St. Grégoire de Nazianze — Premier discours contre l’empereur Julien I / IX

2 mars 2022

« Peuples, écoutez ce que je vais dire ; habitants de la terre, soyez attentifs à ma voix. » Je vous appelle tous comme d’une émi­nence située au centre du monde, d’où cette voix retentira jusqu’aux extrémités de l’univers. Écoutez donc, peuples de toute contrée, de toute langue, hommes de toute condition et de tout âge, et vous qui vivez maintenant, et vous qui vivrez dans les siècles à venir.

 


Écoutez aussi, vertus célestes, saints anges qui venez d’exterminer le tyran. Celui que vous avez frappé, ce n’est ni un Séhon, roi des Amorrhéens, ni un Og, roi de Basan, faibles monarques dont toute la puissance s’est bornée à désoler un petit coin du monde, la terre de Juda ; c’est le serpent infernal, c’est l’apostat, ce grand et sublime génie, le fléau d’Israël, l’ennemi du genre humain, dont les menaces et les fureurs ont laissé partout des traces si profondes, dont la bouche impie blas­phéma contre le Très-Haut, dont la main osa s’élever contre lui.

« Cieux, écoutez à votre tour ; terre, prête l’oreille. » Le jour est enfin arrivé où je puis employer les mêmes paroles qu’Isaïe, le plus élo­quent, le plus sublime de tous les prophètes : c’est contre une nation rebelle â la loi de Bien qu’Isaïe appelle le ciel et la terre en témoi­gnage ; et moi, je les invoque contre un tyran révolté lui-même contre Dieu, et qui vient de trouver une mort digne de son impiété.

Écoute, âme du grand Constance, et vous que Dieu avait appelés avant lui à gouverner l’empire, fidèles serviteurs de Jésus-Christ, si les mortels conservent encore au-delà du trépas les sentiments qui les ont animés dans cette vie, écoutez-moi tous.

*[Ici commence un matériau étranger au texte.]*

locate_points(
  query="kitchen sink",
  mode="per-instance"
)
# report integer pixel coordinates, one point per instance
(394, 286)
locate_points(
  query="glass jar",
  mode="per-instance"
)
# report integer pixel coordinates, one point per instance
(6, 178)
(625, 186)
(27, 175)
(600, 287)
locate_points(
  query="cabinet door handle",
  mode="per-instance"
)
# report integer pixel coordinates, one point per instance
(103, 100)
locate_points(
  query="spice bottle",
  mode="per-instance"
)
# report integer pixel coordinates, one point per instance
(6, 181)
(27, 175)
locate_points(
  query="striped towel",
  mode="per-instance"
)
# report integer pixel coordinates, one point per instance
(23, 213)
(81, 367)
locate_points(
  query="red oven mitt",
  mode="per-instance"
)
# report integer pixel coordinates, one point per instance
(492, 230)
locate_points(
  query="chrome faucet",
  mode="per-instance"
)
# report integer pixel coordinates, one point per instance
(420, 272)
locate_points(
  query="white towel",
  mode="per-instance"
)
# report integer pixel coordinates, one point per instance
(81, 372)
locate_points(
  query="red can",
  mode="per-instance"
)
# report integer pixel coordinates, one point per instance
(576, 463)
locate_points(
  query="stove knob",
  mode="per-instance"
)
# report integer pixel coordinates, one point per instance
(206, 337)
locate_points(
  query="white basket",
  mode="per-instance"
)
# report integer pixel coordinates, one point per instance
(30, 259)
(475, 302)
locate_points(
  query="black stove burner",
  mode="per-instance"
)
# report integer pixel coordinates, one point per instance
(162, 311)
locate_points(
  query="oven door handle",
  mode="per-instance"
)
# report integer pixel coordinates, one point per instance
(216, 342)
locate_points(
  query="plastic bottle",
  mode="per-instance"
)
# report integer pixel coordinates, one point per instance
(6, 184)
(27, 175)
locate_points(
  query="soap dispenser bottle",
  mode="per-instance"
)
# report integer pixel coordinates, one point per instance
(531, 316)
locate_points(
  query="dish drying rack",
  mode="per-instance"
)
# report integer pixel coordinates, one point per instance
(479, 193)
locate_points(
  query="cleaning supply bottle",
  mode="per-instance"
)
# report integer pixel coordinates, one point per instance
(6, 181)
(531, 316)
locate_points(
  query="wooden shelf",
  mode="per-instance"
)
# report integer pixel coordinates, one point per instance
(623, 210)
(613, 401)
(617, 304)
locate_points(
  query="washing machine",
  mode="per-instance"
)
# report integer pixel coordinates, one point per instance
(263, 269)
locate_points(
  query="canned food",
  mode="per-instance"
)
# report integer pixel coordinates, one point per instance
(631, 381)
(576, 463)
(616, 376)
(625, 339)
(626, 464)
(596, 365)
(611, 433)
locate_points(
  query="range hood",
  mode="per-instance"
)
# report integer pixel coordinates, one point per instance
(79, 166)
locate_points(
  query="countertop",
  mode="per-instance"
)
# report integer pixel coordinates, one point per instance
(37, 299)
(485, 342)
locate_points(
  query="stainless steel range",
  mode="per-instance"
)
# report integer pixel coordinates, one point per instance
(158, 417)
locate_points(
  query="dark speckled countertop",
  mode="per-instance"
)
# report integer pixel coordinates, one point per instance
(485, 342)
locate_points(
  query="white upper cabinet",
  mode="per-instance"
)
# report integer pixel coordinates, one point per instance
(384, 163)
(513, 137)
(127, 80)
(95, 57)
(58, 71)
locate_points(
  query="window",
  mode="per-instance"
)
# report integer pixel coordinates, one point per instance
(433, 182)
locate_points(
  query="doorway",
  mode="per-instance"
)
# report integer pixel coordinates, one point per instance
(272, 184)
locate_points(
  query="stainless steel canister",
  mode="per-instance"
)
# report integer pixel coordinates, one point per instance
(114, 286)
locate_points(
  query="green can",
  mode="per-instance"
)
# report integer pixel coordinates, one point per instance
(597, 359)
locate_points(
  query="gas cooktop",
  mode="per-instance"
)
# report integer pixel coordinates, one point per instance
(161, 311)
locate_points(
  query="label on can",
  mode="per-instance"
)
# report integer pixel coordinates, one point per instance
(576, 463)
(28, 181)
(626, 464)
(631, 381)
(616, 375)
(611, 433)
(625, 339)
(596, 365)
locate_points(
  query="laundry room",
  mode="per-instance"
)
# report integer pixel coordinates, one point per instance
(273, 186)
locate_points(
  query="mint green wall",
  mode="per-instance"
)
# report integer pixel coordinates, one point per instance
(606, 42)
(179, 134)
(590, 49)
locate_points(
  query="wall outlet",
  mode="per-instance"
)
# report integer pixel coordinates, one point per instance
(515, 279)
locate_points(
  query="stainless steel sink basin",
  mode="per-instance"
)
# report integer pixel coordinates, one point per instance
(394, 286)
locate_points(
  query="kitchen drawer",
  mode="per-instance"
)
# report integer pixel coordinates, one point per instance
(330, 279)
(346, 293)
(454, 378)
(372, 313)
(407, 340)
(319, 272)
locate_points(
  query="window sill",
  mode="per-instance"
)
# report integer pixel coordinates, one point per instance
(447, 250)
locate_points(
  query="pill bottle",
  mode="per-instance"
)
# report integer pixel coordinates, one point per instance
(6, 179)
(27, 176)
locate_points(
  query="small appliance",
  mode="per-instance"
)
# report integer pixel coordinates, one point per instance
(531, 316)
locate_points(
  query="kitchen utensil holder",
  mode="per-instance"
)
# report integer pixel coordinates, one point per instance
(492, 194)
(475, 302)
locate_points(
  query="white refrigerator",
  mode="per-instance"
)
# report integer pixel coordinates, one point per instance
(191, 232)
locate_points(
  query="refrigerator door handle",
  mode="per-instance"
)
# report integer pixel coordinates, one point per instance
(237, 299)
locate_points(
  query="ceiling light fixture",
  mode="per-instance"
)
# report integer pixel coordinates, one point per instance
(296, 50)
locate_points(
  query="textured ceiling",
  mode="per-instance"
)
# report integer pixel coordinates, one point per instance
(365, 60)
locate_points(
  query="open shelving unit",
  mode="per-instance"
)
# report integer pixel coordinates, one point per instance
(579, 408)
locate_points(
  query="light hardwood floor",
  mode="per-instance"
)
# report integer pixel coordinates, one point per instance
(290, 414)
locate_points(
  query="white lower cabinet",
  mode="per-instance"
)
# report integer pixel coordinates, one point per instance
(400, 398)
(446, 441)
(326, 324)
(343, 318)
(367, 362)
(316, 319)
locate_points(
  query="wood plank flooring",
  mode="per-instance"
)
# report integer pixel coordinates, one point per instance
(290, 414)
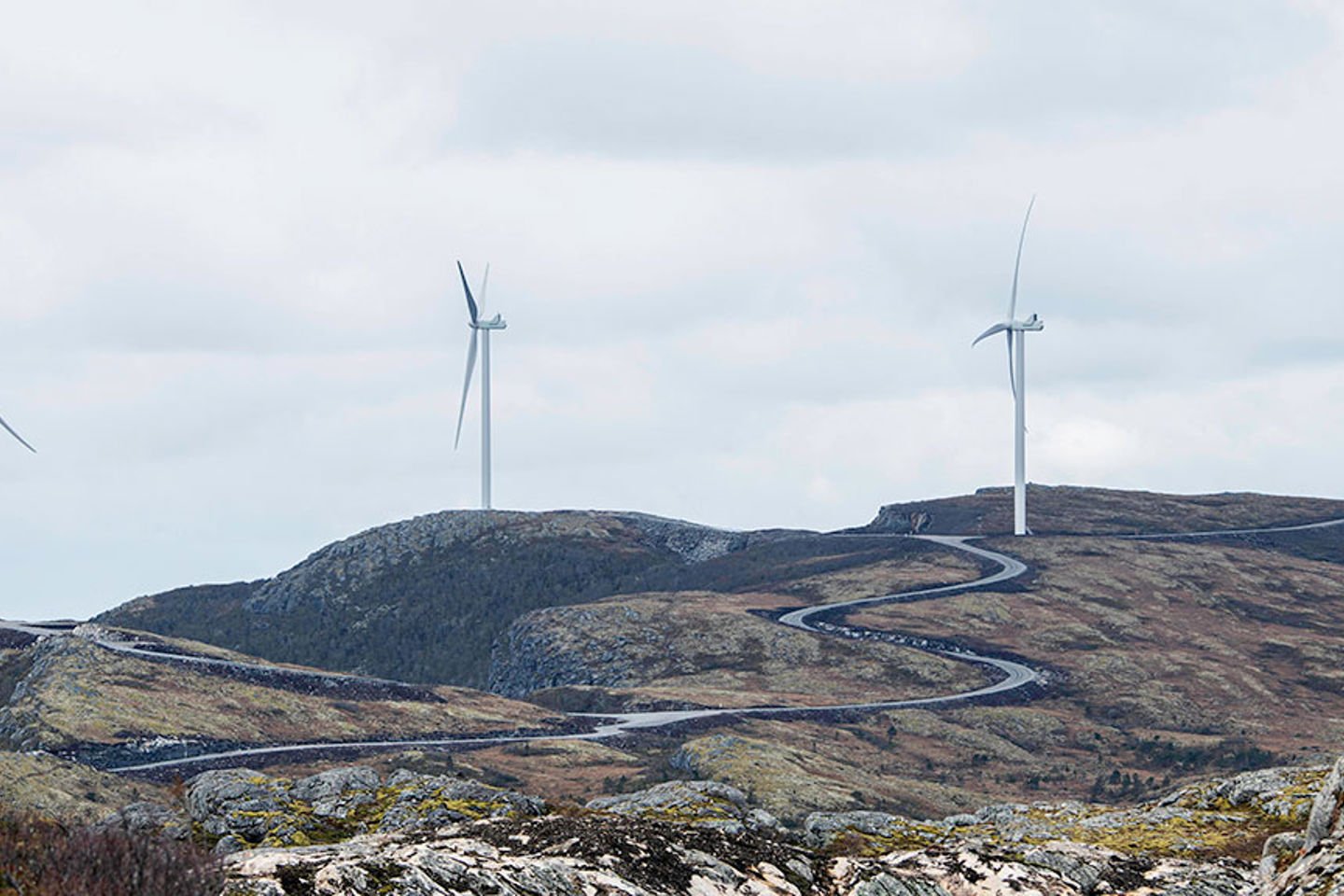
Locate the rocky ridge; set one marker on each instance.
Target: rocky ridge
(452, 578)
(703, 838)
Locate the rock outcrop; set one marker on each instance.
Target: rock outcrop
(1310, 862)
(237, 807)
(703, 838)
(705, 804)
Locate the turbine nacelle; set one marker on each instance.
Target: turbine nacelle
(495, 323)
(1016, 379)
(477, 326)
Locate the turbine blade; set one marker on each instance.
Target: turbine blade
(1022, 238)
(9, 430)
(480, 293)
(996, 328)
(467, 385)
(470, 302)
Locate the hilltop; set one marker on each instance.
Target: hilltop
(1164, 660)
(425, 598)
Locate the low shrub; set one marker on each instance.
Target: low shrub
(42, 857)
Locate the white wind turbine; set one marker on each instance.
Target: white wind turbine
(483, 329)
(1017, 381)
(9, 430)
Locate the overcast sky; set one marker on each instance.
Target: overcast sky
(742, 248)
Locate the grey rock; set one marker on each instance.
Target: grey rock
(703, 802)
(885, 884)
(1277, 853)
(820, 829)
(434, 801)
(336, 792)
(149, 819)
(235, 801)
(1324, 819)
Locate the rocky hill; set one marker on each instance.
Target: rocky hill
(424, 599)
(1068, 510)
(351, 831)
(113, 697)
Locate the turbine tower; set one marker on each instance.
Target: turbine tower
(1017, 381)
(480, 328)
(9, 430)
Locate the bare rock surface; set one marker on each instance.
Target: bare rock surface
(696, 837)
(238, 807)
(706, 804)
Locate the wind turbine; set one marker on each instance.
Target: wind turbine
(480, 328)
(9, 428)
(1017, 381)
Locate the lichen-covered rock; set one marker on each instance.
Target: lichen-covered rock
(706, 804)
(1062, 869)
(238, 807)
(1317, 865)
(425, 801)
(241, 802)
(553, 856)
(338, 791)
(821, 829)
(1281, 792)
(149, 819)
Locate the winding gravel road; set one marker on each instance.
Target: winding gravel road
(1007, 675)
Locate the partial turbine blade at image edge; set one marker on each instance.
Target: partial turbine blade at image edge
(470, 302)
(467, 387)
(1022, 238)
(9, 430)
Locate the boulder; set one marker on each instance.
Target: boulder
(706, 804)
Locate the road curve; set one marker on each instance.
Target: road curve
(1005, 675)
(1008, 675)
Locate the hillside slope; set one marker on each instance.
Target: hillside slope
(72, 694)
(424, 599)
(1069, 510)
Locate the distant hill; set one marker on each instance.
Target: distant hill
(73, 694)
(425, 598)
(1070, 510)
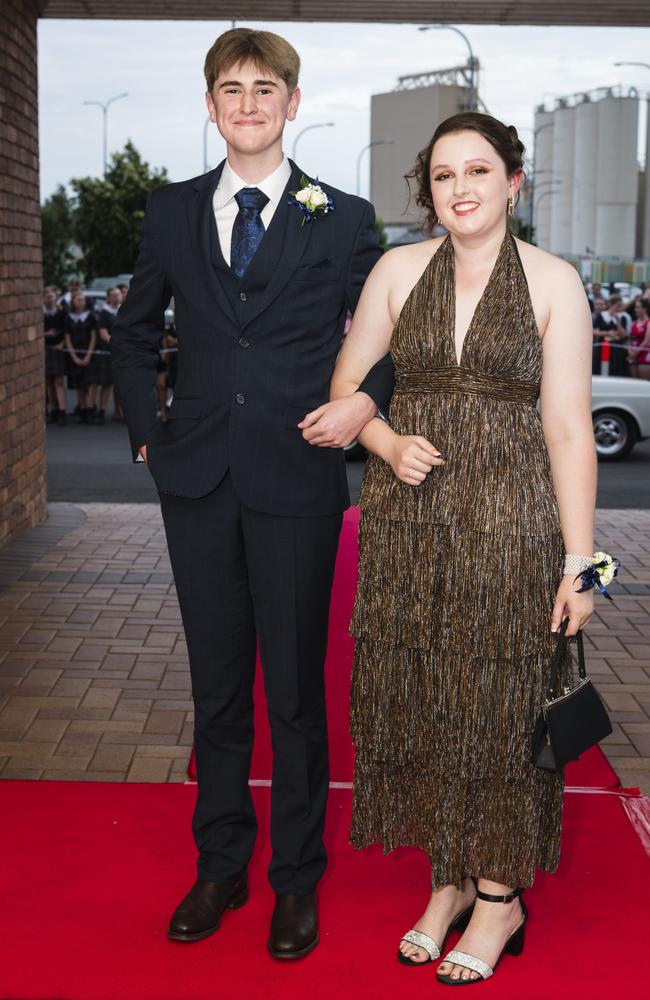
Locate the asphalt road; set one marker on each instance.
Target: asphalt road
(93, 464)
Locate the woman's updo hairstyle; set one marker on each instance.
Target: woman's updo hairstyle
(503, 138)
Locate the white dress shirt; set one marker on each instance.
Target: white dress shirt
(226, 208)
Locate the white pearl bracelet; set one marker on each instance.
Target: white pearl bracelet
(574, 565)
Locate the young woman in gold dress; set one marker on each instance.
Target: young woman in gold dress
(472, 504)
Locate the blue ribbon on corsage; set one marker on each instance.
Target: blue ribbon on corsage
(600, 574)
(311, 200)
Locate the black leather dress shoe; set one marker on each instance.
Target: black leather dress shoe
(199, 914)
(294, 926)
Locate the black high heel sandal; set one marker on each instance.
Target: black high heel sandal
(427, 944)
(513, 946)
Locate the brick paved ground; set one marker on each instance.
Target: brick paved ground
(94, 683)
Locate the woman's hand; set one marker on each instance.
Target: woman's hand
(578, 608)
(412, 458)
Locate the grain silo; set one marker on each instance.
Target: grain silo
(616, 175)
(542, 177)
(562, 197)
(583, 228)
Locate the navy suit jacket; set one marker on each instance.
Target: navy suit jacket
(255, 355)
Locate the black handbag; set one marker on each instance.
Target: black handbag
(571, 722)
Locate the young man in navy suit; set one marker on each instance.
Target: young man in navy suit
(252, 505)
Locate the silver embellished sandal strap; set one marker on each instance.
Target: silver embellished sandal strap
(470, 962)
(423, 941)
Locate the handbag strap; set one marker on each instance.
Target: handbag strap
(561, 639)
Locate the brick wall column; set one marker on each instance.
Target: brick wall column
(22, 390)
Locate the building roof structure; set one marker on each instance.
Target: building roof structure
(550, 12)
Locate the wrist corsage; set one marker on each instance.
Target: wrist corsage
(311, 200)
(594, 571)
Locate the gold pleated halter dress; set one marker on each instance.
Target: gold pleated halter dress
(457, 579)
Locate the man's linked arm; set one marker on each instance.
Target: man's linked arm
(380, 380)
(136, 334)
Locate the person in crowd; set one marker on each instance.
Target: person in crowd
(170, 345)
(80, 341)
(65, 300)
(610, 327)
(55, 360)
(595, 293)
(104, 365)
(638, 356)
(161, 381)
(469, 503)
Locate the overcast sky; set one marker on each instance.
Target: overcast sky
(160, 64)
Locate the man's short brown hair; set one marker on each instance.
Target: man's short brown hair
(264, 49)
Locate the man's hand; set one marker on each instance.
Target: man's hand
(339, 422)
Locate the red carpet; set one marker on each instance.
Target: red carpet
(591, 771)
(91, 872)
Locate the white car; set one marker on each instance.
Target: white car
(621, 413)
(620, 409)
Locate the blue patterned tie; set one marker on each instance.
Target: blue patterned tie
(247, 230)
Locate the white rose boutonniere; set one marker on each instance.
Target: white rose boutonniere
(311, 200)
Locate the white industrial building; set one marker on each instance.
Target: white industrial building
(401, 124)
(586, 184)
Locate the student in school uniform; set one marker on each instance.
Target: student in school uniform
(103, 364)
(53, 317)
(80, 341)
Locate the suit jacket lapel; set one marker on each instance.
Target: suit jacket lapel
(200, 217)
(288, 240)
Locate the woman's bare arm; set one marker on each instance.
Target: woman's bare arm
(368, 340)
(568, 429)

Mais c’est à Constance surtout que je m’adresse ; ce prince qu’on a vu grandir avec l’héritage de Jésus-Christ, qui l’étendit au loin sur la terre, qui employa toute sa puissance à l’augmenter et à raffermir, et qui, dans cette grande et sainte entreprise, surpassa la gloire de tous ses prédécesseurs, hélas ! dans quelle fatale erreur est-il tombé ? par un aveuglement indigne de sa piété, un empereur chrétien nourrissait sans le savoir le plus monel ennemi de Jésus-Christ, et, pour cette seule fois, il se montra cruel par trop de bonté, en sauvant, en élevant à l’empire celui qui ne vécut que pour le crime, qui ne régna que pour persécuter le genre humain. Aussi ce prince religieux, qui a vu avec les transports de la joie la plus vive la chute de l’impie et le rétablissement de l’Église dans son ancienne splendeur, applaudira-t-il à ce discours, que j’offre à Dieu comme un sacrifice d’actions de grâces, sacrifice plus pur et plus saint que l’immolation des victimes privées de raison ; sacrifice qui ne sera pas souillé par des fables ridicules et des déclamations criminelles, comme ceux où le tyran faisait trophée de son pouvoir et de son élo­quence. Son pouvoir, c’était la force que lui prêtait l’impiété ; sa sa­gesse ; une haute folie ; car ce qu’on appelle la puissance et la science du siècle « marche dans les ténèbres, » et va, loin de la lumière de la vérité, se perdre dans un abîme. « Semblables à l’herbe des champs, » à ces fleurs passagères qui se dessèchent et disparaissent en un instant, elles ne tardent pas à s’évanouir, elles meurent avec les in­sensés qui ont mis en elles toute leur espérance, et ceux-ci, « en tombant avec fracas, » deviennent encore plus fameux par leur chute qu’ils ne l’ont été par leur impiété.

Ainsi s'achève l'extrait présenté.